Of all the spinners, there is only room for Nathan Hauritz and the rest of the spinning duties will have to be borne by David Hussey and Steve Smith.
Nannes is seen as a Twenty20 specialist, as is O’Keefe, so they will not be part of the World Cup squad. Early wickets are a key in the sub-continent and Johnson, Lee, Tait and Siddle could be vital.
The omission of Siddle and Hauritz from Sunday’s game suggests they are on the plane to India. Johnson was also originally rested from this game and in spite of his idiosyncrasies will go to the World Cup. His football skills are sublime, as was evident in his runout of KP.
This brings me to my World Cup First XI in batting order:
The other four spots to Callum Ferguson, Siddle, Steve Smith and James Pattinson.
The history of the World Cup, especially in the sub-continent, suggests that one or two of the top six batsmen has to bowl at least five serviceable overs. Think Aravinda De Silva in 1996 and Steve Waugh in 1987.
Watson and David Hussey can fill this role.
In fact, I see the Hussey brothers and Shane Watson as the most important men in the Australian line-up. Michael got Australia back on course after Clarke had scratched around for 36 of 57 balls.
Michael Clarke has been out of form all summer and I do not believe he can turn it around in four weeks.
David Hussey got the first two wickets and stalled England, just as they were looking to run away from Australia.
Steven Smith did not harm his chances with the wickets of Bell and Morgan, and though he failed as a pinch hitter, he would have learnt from the pressure. In a largely sloppy fielding display, he was Australia’s best.
The most glaring omission I have made is Michael Clarke and I cannot see any justification for his inclusion.
He is badly out of form and needs to go away and come back a better player. His reluctance to bowl also limits Australia’s options. But if the selections run to form, then Clarke will be included and possibly at the cost of someone like David Hussey or Callum Ferguson.
Anointing captains in waiting is a dangerous practice and Cricket Australia may rue the day they marked Michael Clarke as the next captain.
Tim Paine misses out in my squad even though he is a better keeper. Haddin was untidy on Sunday, but his batting can win games for Australia and with more game time, Haddin’s work to the spinners will improve.
Michael Hussey will have to double as a keeper should Haddin get injured.

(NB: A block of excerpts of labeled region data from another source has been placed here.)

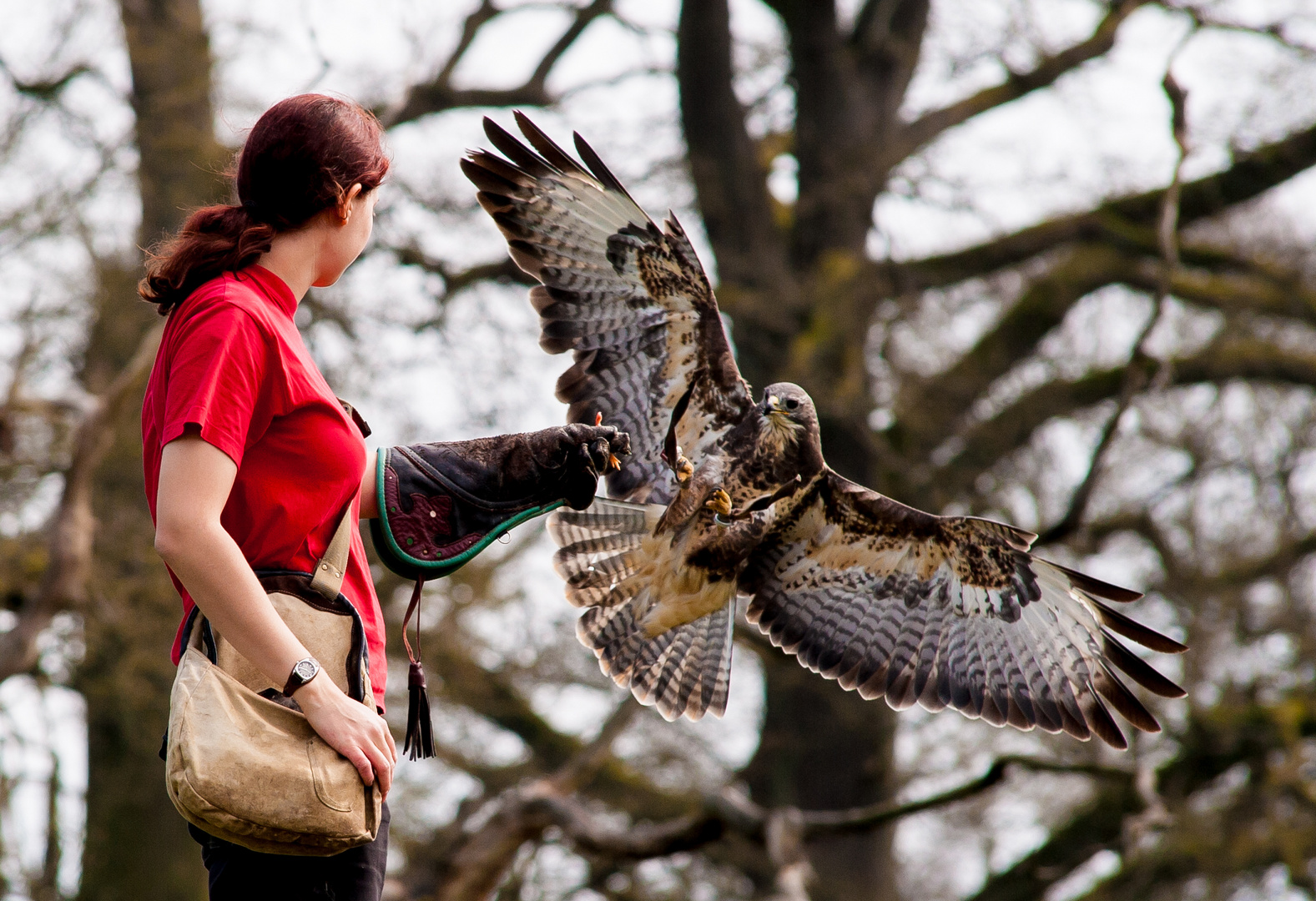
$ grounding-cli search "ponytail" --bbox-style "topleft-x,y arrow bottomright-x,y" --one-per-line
137,205 -> 276,315
137,93 -> 388,315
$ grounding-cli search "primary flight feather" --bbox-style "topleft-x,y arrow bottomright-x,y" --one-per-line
462,113 -> 1184,748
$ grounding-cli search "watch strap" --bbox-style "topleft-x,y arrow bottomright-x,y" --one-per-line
283,657 -> 321,697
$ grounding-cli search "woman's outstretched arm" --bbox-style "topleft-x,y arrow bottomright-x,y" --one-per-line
155,434 -> 397,796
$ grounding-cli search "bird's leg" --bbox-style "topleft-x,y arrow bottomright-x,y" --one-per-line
704,486 -> 732,520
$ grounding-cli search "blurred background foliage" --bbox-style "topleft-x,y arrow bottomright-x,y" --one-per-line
0,0 -> 1316,901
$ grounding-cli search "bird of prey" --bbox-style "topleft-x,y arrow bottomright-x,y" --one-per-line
462,113 -> 1186,748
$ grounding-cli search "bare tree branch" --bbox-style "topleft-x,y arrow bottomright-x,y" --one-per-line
0,325 -> 164,680
1038,70 -> 1188,545
381,0 -> 612,128
900,0 -> 1150,169
892,118 -> 1316,289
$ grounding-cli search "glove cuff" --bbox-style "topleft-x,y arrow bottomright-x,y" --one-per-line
370,442 -> 562,579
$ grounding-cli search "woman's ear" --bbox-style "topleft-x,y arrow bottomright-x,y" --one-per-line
337,182 -> 361,225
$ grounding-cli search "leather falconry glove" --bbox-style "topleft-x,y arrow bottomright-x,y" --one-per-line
370,422 -> 630,760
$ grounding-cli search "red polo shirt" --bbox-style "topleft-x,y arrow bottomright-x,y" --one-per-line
142,265 -> 387,707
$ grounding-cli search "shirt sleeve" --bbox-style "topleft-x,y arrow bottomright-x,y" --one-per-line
160,303 -> 278,467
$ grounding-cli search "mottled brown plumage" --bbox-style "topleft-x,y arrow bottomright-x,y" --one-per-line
462,113 -> 1184,747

Brad Hodge, unfortunately, will not figure in the final squad and this will remain a dagger in Cricket Australia’s heart as long as the current regime is in power.
And our custodians will have to be consigned to the ignominy of perpetual ignorance.
Cricket Australia named its 15-man World Cup squad for the tournament to be held in India, Sri Lanka and Bangladesh from February 15. Victorian all-rounder John Hastings is the only surprise inclusion:
Ricky Ponting (captain), Michael Clarke (vice captain), Doug Bollinger, Brad Haddin, John Hastings, Nathan Hauritz, David Hussey, Michael Hussey, Mitchell Johnson, Brett Lee, Tim Paine, Steve Smith, Shaun Tait, Shane Watson, Cameron White.